Themen... sind unterschiedlich. Wie auch beim namensgebenden Detektiv werden ganz einfach alle interessanten Fälle bearbeitet. Mal stirbt ein Geschäftsreisender auf einem Flug, mal wird auf einer Gartenparty eine unbekannte Leiche gefunden. Und selbst Zeitreisen sind möglich, da DER FLUCH DES QHAQYA in der Zeit der 1920er Jahre spielt.
Illustrationen… sind von Alba Aragón und sehr passend. Leider kommen sie aufgrund der kleinen Karten kaum zur Geltung. Das ist lediglich schade, aber für das Spielgefühl verkraftbar. Denn im Gegensatz zu manchem EXIT-Spiel muss man sich die Illustrationen nicht näher zu Gemüte führen, da hier keine versteckten Hinweise versteckt sind (behaupte ich mal – zumindest haben wir keine entdeckt).
Ausstattung… ist äußerst spartanisch. In den kleinen Schachteln befinden sich jeweils 33 Karten und ein zweigeteilter "Beipackzettel". Dieser erklärt kurz und knapp das SHERLOCK-System und gibt eine kurze thematische Einleitung in den Fall.
Wenn man meint, den Fall gelöst zu haben, dann wird man durch das Entfernen einen Aufklebers auf 10 Fragen stoßen, die es richtig zu beantworten gilt. Auf der Rückseite der Anleitung wird dann die Auflösung des Falls präsentiert.
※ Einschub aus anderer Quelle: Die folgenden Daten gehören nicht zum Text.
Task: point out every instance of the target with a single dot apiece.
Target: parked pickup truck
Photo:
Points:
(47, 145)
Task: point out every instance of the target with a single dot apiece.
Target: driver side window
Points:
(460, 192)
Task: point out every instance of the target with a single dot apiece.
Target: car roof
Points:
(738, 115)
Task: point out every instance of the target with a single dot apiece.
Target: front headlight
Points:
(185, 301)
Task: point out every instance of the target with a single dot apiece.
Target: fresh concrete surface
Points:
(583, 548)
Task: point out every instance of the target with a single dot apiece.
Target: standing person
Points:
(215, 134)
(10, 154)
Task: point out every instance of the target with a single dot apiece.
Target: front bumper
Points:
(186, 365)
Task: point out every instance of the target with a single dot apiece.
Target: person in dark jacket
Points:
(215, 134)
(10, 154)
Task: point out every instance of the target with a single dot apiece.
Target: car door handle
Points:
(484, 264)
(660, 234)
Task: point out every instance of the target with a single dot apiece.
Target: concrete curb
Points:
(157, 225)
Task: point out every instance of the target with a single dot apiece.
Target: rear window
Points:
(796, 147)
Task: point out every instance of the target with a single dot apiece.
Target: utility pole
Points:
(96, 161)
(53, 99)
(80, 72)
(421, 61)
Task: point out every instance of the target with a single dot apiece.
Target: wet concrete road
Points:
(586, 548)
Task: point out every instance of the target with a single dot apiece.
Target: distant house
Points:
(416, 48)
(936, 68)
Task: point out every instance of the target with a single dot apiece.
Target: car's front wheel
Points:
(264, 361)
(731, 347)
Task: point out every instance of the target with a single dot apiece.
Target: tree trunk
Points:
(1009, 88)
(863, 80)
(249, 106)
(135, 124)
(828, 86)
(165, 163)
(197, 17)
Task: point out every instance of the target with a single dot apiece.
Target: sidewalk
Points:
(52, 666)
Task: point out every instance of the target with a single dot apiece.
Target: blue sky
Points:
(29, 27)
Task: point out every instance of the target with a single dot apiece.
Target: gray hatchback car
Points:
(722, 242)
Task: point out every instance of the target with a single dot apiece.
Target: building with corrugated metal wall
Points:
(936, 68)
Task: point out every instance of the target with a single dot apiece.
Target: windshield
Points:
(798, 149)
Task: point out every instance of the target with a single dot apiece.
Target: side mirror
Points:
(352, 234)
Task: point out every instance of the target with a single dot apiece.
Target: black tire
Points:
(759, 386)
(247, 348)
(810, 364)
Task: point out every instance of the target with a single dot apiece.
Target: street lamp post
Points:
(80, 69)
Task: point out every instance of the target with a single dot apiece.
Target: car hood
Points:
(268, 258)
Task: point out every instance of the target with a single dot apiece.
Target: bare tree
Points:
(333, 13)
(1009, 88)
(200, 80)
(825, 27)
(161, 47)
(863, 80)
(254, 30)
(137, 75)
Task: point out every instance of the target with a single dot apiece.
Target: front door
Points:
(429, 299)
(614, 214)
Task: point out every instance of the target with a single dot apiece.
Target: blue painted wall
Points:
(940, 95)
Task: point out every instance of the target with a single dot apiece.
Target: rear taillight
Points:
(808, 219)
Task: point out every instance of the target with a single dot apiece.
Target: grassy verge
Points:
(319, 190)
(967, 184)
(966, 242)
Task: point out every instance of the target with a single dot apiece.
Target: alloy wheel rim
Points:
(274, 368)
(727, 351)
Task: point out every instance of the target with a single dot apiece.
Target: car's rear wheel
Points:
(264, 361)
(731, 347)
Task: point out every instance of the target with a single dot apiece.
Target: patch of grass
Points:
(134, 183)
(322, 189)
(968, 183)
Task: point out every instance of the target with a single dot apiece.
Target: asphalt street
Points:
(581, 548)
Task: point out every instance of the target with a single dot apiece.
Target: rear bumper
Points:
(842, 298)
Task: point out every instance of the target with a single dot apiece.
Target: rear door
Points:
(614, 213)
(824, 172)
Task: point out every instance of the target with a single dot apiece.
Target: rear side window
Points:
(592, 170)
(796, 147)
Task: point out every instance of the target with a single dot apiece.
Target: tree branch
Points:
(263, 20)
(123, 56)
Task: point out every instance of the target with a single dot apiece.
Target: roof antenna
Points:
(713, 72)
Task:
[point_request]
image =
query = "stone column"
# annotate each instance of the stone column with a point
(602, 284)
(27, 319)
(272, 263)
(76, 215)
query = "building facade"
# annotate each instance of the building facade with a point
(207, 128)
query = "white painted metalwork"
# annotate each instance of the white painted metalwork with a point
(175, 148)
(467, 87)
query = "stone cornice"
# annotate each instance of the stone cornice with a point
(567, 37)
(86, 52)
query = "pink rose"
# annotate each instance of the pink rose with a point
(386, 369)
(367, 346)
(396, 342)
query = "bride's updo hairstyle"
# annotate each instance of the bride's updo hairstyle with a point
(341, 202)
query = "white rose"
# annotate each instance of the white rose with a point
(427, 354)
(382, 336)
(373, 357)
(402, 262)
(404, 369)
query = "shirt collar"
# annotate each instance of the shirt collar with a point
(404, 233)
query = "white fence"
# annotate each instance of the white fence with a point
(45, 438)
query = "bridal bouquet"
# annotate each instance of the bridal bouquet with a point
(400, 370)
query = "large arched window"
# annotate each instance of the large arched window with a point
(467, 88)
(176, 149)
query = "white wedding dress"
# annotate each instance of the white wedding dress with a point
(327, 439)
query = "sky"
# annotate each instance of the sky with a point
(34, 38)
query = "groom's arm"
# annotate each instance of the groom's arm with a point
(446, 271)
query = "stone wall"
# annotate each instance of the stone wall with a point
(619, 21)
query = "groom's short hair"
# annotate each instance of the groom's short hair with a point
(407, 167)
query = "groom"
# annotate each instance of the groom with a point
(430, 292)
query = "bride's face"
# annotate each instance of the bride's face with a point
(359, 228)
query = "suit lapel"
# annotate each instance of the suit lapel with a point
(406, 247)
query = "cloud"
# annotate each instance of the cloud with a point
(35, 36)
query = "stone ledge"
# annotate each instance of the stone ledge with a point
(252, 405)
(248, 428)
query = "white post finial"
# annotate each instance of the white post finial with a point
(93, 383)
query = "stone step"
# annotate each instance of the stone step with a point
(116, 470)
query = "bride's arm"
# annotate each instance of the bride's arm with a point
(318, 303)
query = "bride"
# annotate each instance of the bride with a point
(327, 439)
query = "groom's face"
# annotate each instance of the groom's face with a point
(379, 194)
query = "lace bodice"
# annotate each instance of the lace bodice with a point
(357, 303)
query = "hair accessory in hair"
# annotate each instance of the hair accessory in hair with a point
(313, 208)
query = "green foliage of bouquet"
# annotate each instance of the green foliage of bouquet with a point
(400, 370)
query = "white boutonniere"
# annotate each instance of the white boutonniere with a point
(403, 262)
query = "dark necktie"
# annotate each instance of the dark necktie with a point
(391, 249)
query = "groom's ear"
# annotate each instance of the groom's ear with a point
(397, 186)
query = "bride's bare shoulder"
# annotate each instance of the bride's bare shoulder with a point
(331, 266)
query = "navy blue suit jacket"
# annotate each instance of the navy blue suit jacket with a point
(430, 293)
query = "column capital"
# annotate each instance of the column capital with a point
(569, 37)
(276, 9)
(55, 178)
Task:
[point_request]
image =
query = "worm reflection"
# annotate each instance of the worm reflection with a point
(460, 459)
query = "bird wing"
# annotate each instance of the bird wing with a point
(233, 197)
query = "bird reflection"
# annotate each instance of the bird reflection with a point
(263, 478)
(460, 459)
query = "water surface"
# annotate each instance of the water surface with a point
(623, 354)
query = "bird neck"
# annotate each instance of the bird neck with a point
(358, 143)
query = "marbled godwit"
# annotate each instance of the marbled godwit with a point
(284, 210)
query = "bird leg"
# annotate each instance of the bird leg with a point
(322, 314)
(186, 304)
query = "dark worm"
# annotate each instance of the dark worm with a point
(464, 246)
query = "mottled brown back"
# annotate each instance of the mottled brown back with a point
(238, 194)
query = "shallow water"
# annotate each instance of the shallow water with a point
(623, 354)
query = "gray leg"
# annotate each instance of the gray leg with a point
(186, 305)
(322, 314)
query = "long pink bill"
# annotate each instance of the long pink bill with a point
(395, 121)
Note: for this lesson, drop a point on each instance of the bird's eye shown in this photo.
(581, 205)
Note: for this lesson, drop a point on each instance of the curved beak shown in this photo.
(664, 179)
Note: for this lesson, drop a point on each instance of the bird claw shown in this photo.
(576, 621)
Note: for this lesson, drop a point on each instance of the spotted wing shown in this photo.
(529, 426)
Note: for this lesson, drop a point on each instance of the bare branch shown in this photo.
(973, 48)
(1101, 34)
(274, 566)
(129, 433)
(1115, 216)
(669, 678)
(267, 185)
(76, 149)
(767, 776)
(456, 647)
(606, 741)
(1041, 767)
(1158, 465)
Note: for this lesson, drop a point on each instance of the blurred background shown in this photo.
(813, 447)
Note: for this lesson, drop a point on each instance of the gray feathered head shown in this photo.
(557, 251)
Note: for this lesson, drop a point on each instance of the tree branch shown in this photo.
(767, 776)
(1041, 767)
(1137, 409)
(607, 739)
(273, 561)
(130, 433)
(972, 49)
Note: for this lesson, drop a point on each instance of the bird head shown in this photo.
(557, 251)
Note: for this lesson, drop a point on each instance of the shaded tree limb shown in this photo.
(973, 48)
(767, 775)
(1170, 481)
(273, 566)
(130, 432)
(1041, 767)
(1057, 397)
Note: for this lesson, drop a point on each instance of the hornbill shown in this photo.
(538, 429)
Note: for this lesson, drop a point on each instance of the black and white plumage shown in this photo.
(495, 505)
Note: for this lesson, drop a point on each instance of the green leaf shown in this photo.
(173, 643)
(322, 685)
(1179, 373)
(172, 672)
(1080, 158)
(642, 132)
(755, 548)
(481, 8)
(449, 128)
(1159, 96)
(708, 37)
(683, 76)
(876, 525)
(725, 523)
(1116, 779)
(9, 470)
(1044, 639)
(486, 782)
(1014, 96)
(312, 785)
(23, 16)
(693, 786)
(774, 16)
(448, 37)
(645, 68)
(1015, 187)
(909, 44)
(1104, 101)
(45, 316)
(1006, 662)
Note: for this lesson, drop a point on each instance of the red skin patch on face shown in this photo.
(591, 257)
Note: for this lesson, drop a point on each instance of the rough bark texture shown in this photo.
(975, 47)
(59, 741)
Ablauf… von den 32 gemischten Hinweis-Karten bekommt jeder teilnehmende Detektiv 3 davon auf die Hand. Ist man am Zug, muss man sich nun zwischen zwei Optionen entscheiden: will ich einen davon offen ausspielen, so dass er für alle zur Verfügung steht? Oder denke ich, dass der Hinweis unwichtig ist und werfe ihn ab?
Aber warum sollte man Hinweise abwerfen? Es kann doch nie genug geben, oder? Die Antwort ist recht einfach (wenn auch ein wenig unbefriedigend): weil die Regel vorsieht, dass am Spielende mindestens 6 Karten abgeworfen werden müssen. Außerdem werden ausgespielte, aber unnütze Hinweise, am Ende bei der Bewertung der detektivischen Leistung mit Minuspunkten bedacht. So gilt es also gut abzuwägen, was man offen ausspielt und was man abwirft.
Bei dieser Abwägung kann man sich gerne mit den Mitspielern austauschen. Allerdings dürfen bei diesem Austausch nur die Schlüsselworte benutzt werden, die auf den Karten unterstrichen dargestellt sind. Glücklicherweise darf man aber am Ende den Mitspielern gerne auch die vollständigen Informationen der abgeworfenen Karten erzählen – wenn man sich diese denn behalten hat.
Das gefällt mir nicht so gut: Ganz allgemein bin ich kein großer Freund von Wertungssystemen aller Art bei solchen Rätselspielen. Ich brauch für mich keine Punkteskala am Ende, um während des Spiels meinen Spaß zu haben. Dieser Spielspaß wird auch weder gesteigert noch eingeschränkt, wenn ich schlussendlich 10 oder 15 Gummipunkte erreicht habe. Mir macht das Rätseln als solches Spaß, da benötige ich keine Wertung.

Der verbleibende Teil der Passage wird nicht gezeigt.